Only time will tell if there is validity to this concern. There is little doubt that Campath destroys T-cells of all persuasions immediately after its administration. Patients have to be on protective antibioitcs, anti-virals and anti-fungals during this period of vulnerability. Even 12 months after completion of Campath therapy, various T-cell counts are at less than 25% of their pre-treatment levels. Now we are beginning to see further details to this T-cell recovery. In patients who are prone to autoimmune disease, as in MS patients, there may be a biased distribution of the T-cells that do recover after Campath therapy, a bias that works against T-reg recovery relative to killer T-cells and this may precipitate life-threatening ITP.
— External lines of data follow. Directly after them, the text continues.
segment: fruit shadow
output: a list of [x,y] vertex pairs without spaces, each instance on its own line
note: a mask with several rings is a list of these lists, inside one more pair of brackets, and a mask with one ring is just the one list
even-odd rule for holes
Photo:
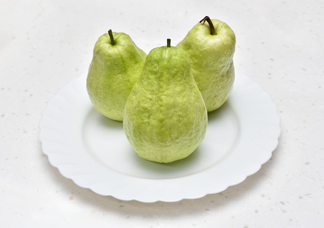
[[216,121],[219,118],[222,112],[227,111],[229,109],[229,104],[228,102],[226,102],[216,110],[209,112],[208,113],[208,122],[210,123]]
FDA Campath warning - ITP risk in MS patients
This FDA warning is now reflected in the “Black-box" warning on the Campath label. Black-box warnings are the highest form of FDA drug safety alert, and, because of their importance, usually appear at the top of a drug's package insert, or label. Typically the black-box warning brings attention to serious side effects associated with the drug and provides guidance about how to minimize the risks of those side effects. Right now the warning pertains only to use of Campath for multiple sclerosis patients. No such warning exists for CLL patients. Yet, the only reason why I even looked up this whole business is because three separate CLL patients wrote to me about their experience of ITP soon after Campath therapy. Until we have more definitive long-term surveillance data on this drug, this will have to remain in the realm of an interesting but unproven “coincidence”.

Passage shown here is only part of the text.